July 1, 2018 | Permalink | Comments (0)
Anand, Choi, Pritchard & Puri on Insider Trading
Anita Anand, Stephen J. Choi, Adam C. Pritchard, and Poonam Puri have posted An Empirical Comparison of Insider Trading Enforcement in Canada and the United States on SSRN with the following abstract:
Canadian and American securities market regulators have differing approaches to enforcement. In this article, we present the results of an empirical study comparing a highly salient aspect of securities enforcement—insider trading—in Canada and the United States. We make a number of important findings. First, adjusting for trading volume, Canada has a greater intensity of enforcement when compared to the U.S. Second, Canadian securities regulators primarily concern themselves with insider trading in Canadian companies, while the SEC brings more enforcement actions involving insider trading in companies incorporated outside the U.S. Third, we do not find significant differences in the fraction of actions involving multiple traded companies between Canada and the U.S.. However, we do see that U.S. investigations involve a significantly greater number of defendants and that the SEC is more than twice as likely to pursue tippers or tippees (although we observe no significant difference in the likelihood that top insiders will be pursued).
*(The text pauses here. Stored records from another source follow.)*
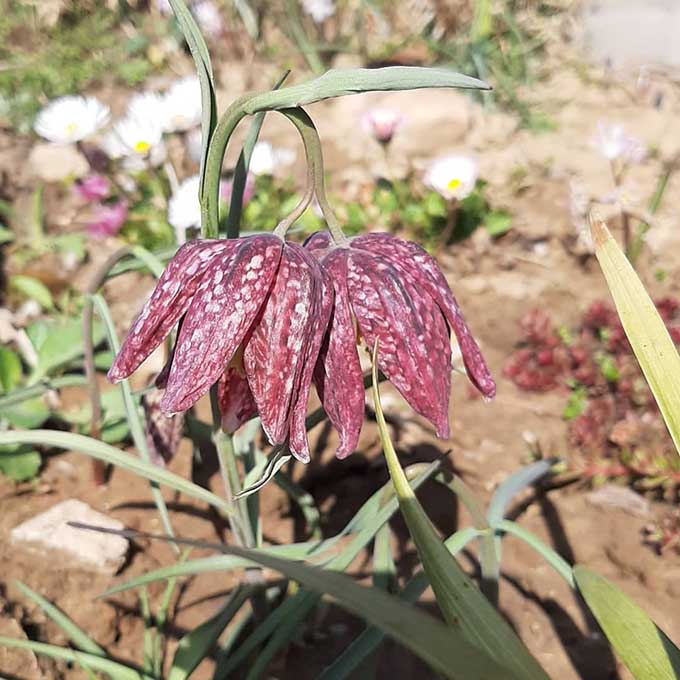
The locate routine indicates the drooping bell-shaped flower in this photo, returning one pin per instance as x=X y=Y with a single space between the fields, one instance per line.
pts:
x=253 y=313
x=397 y=295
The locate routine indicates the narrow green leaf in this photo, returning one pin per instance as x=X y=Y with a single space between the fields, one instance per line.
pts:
x=342 y=82
x=201 y=56
x=645 y=649
x=112 y=668
x=19 y=463
x=421 y=633
x=469 y=614
x=304 y=501
x=32 y=289
x=196 y=645
x=384 y=568
x=513 y=485
x=58 y=341
x=651 y=343
x=28 y=413
x=557 y=562
x=240 y=178
x=110 y=454
x=248 y=16
x=371 y=638
x=78 y=636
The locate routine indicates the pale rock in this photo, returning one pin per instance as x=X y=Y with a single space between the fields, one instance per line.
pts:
x=55 y=162
x=49 y=533
x=620 y=498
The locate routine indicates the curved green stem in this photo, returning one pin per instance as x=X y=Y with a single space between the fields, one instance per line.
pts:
x=310 y=137
x=247 y=104
x=156 y=267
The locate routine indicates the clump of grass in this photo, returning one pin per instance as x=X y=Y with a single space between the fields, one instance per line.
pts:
x=614 y=422
x=39 y=63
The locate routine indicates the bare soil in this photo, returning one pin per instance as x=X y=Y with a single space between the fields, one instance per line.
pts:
x=496 y=283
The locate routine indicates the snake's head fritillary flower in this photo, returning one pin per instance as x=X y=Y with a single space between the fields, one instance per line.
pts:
x=265 y=158
x=68 y=120
x=382 y=124
x=93 y=188
x=453 y=177
x=248 y=190
x=391 y=291
x=108 y=220
x=182 y=105
x=208 y=18
x=613 y=142
x=254 y=312
x=319 y=10
x=138 y=137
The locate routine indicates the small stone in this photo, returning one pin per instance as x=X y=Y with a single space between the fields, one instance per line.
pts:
x=621 y=498
x=49 y=532
x=56 y=162
x=14 y=662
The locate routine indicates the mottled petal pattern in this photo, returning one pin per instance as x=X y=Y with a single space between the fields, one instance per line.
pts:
x=413 y=341
x=169 y=300
x=235 y=399
x=323 y=305
x=412 y=259
x=227 y=302
x=163 y=435
x=273 y=357
x=338 y=377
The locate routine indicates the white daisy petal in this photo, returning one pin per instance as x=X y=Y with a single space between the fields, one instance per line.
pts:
x=265 y=158
x=453 y=177
x=68 y=120
x=182 y=105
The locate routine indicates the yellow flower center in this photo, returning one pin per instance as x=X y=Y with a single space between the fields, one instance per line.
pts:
x=142 y=147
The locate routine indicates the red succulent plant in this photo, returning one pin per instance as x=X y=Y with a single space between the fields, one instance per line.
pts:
x=262 y=318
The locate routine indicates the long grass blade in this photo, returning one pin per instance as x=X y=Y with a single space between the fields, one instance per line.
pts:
x=648 y=336
x=78 y=636
x=645 y=649
x=469 y=614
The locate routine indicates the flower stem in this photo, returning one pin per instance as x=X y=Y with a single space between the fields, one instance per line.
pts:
x=310 y=138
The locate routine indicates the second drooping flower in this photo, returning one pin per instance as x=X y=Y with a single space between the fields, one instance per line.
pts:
x=398 y=296
x=252 y=315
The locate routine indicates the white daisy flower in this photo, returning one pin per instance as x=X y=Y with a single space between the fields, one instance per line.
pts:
x=453 y=177
x=182 y=105
x=614 y=143
x=147 y=106
x=265 y=158
x=71 y=119
x=184 y=209
x=208 y=18
x=319 y=10
x=136 y=136
x=382 y=123
x=194 y=143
Fourth, we find that U.S. cases are significantly more likely to result in a criminal referral leading to prosecution. Fifth, we find that settlements are more likely in the U.S. Finally, in terms of penalties, we find no significant difference in monetary penalties between the two countries. However, we do find that Canada is more likely to apply a bar as a sanction, but if a bar is applied, the U.S. is more likely to make the bar permanent. These findings neither demonstrate a need for systemic reform in either jurisdiction nor suggest that centralized regulation is necessarily better from an enforcement perspective. But, they do provide insight into the differing points of regulatory emphasis in two jurisdictions. From a comparative perspective, our research thus allows regulators to begin to evaluate whether their enforcement approach is optimal on the basis of quantitative data.